Padre Pio: “If only I could help you to help others, Jesus”
By Sr Bernadette Mary Reis, fsp
What is it about Padre Pio? What draws people the world over to pray that through his intercession, they might be freed from physical and moral ailments? Why do people, including Pope Francis, still go on pilgrimage to visit his final resting place?
Padre Pio: authentic disciple
Perhaps the answer lies in his credibility. As a Christian, and as a priest, he is the “real deal.” There is nothing fake about him. Padre Pio is the proof that present-day Christians need to believe that it is possible to fulfill our baptismal commitment even in modern times. What is the ultimate proof? “No one has greater love than this, to lay down one’s life for one’s friends” (Jn 15:13).
Padre Pio’s stigmata
Pope Francis has chosen to visit San Giovanni Rotondo on the 50th anniversary of Padre Pio’s death. This year also coincides with the 100th anniversary of the year in which Padre Pio received the stigmata.
After joining the Capuchin Franciscans when he was sixteen, Padre Pio battled with illness. As a young priest he began to touch both the physical and moral illness of others. As an army chaplain in World War I, Padre Pio was forced to witness the effects of the war first hand.
One September day in 1908, Padre Pio remained in prayer in the friary chapel after having celebrated Mass. The suffering he witnessed around him prompted him to pray, “If only I could help you to help others, Jesus.” From that September day in 2018 on, Padre Pio bore a physical sign that his prayer had been answered: the stigmata. Padre Pio himself testified that he suffered continually and intensely from the stigmata.
Padre Pio: confessor and spiritual friend
Padre Pio’s priestly ministry flowed from this event. He spent hours in the confessional assuring penitents of God’s pardon and mercy. His concern for the salvation of the souls of those who entrusted themselves to his priestly ministry went even further. Padre Pio once told someone:
“I have made an agreement with the Lord—that when my soul is purified by the flames of purgatory and is worthy to enter heaven, I will stand at the gates of paradise and will not enter until I have seen the last of my sons and daughters enter.”
Padre Pio: healer
Padre Pio’s solicitude for others’ well-being went beyond the confessional. For years he had wanted to erect a hospital in San Giovanni Rotondo. His dream was realized in 1956 with the inauguration of the Casa Sollievo della Sofferenza (House for the Relief of Suffering). To those gathered for the event, Padre Pio shared his dream that the hospital would grow to the point of being “technically adequate to meet the highest clinical standards” and that it would be a
“place of prayer and science where mankind finds itself in Christ Crucified as one sole flock with one single shepherd.”
Today the facility has a 1000 bed capacity and is internationally renowned. It still operates according to the ideals given it by Padre Pio: the promotion and protection of the integrity of the person.
Padre Pio: “Prayer moves the world”
Responding to Pope Pius XII’s repeated request for the formation of prayer groups, Padre Pio urged those helping in the construction of Casa Sollievo della Sofferenza to take up this call. Padre Pio himself defined what the Prayer Groups were and how they would fulfill their prayer mission. In 1966, addressing the Second International Congress of what today are known as the Padre Pio Prayer Groups, Padre Pio said:
“It is prayer, this united strength of all good souls, that moves the world, that renews consciences, that supports the ‘Casa’, that comforts the suffering, that heals the sick, that sanctifies labor, that elevates health care, that gives moral strength and Christian acceptance of human suffering, that spreads the smile and blessing of God on the fainthearted and the weak.”
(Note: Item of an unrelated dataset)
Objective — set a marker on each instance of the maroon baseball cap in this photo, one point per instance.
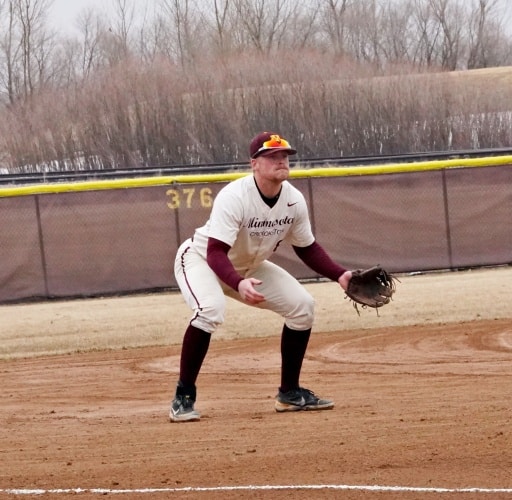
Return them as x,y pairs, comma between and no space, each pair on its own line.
269,141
Padre Pio: man of his word
The Lord used Padre Pio in miraculous ways: many people were healed through his prayers, he had the gift of reading souls, at times he foretold people’s date of death, held conversations in languages he did not know, exorcised those possessed by the devil. But the deliverance of others caused him tremendous physical and moral suffering—including demonic attacks on his person. Investigations into his personal and moral authenticity always proved that he was a man of his word.
When all was said and done, Padre Pio remains what he defined himself to be:
“I am an instrument in divine hands; an instrument which only succeeds in serving some purpose when it is handled by the divine Craftsman” (from Volume III of Padre Pio’s Letters).